@jonnythan Said OS X has gone through *six* major new versions since its inception,
the most recent of which came out in 2005 and another is coming out in a few months.
Each version includes major new features, at least a few of which almost certainly were
borrowed from Windows Vista documents, claims, developer builds, etc. Apple borrows as
much from Microsoft as Microsoft borrows from Apple.
Now, if you know so much, why don't you tell us WHICH features of OS X were borrowed
from Microsoft??
@jonnythan Said I never said Windows was better than OS X. You need to read the actual
content of my posts than infer my position based on criticisms of yours. OS X is vastly
superior to Windows in many ways, but
not in the realm of system stability.
The meat of your post that I took issue with was your contention that OS X is infinitely
more stable than Windows. So stable that you can run multiple applications (and DVD
music?!) without it crashing. The truth is that this is total BS, as I stated in the above post.
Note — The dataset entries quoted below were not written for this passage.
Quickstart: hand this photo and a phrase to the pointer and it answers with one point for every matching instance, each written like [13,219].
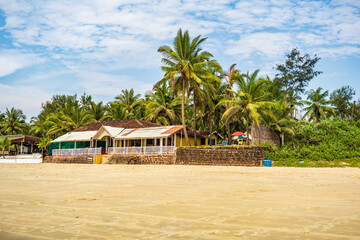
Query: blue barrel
[267,163]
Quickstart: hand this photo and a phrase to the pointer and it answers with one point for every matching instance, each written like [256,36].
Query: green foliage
[297,71]
[329,141]
[5,144]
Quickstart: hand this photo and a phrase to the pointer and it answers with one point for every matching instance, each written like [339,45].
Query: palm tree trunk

Long story short, I said that you were wrong about OS X being so much more stable than
Windows and that Apple probably copies as much from Microsoft as Microsoft copies from
Apple. You took these two comments to mean that I was a Microsoft fanboy, that I thought
Windows was superior to OS X, then you went 100% on the defensive and began attacking
me as if those arguments were true.
Obviously, they are not true. You need to go back and catch up by reading what I actually
said instead of addressing what you think my thoughts might be.
I never said that OSX was more stable than MS. If I did, please point it out for me.
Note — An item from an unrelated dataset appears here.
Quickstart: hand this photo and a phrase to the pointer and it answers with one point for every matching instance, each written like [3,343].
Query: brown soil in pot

I just said I would never give up my mac for anything else. I am satisfied with its
performance.
@jonnythan Said
Oh, BTW, regarding new "under the hood" features of Vista, these are some of the better
ones:
TCP Window Scaling
ReadyBoost
ReadyDrive (This one is especially cool)
Built-in full drive encryption
TCP Window scaling - that's been around for some time in the Linux world, check out TCP
Vegas on Wiki.
ReadyBoost & ReadyDrive - No candy. It's plain IT gizmo stuff. Not for Joe Bloke. and read
this
https://www.eweek.com/article2/0,1895,1974952,00.asp
Built-in drive encryption - has been there for some years on OS X. Nothing new there.
Actually, Apple did better by just automatically encrypting the user data folder, which is
smarter.
Anyway, there's nothing phenomenal there, all *normal* operating system evolution stuff. I
found more new things when upgrading to XP.
Surely Microsoft didn't invent anything there.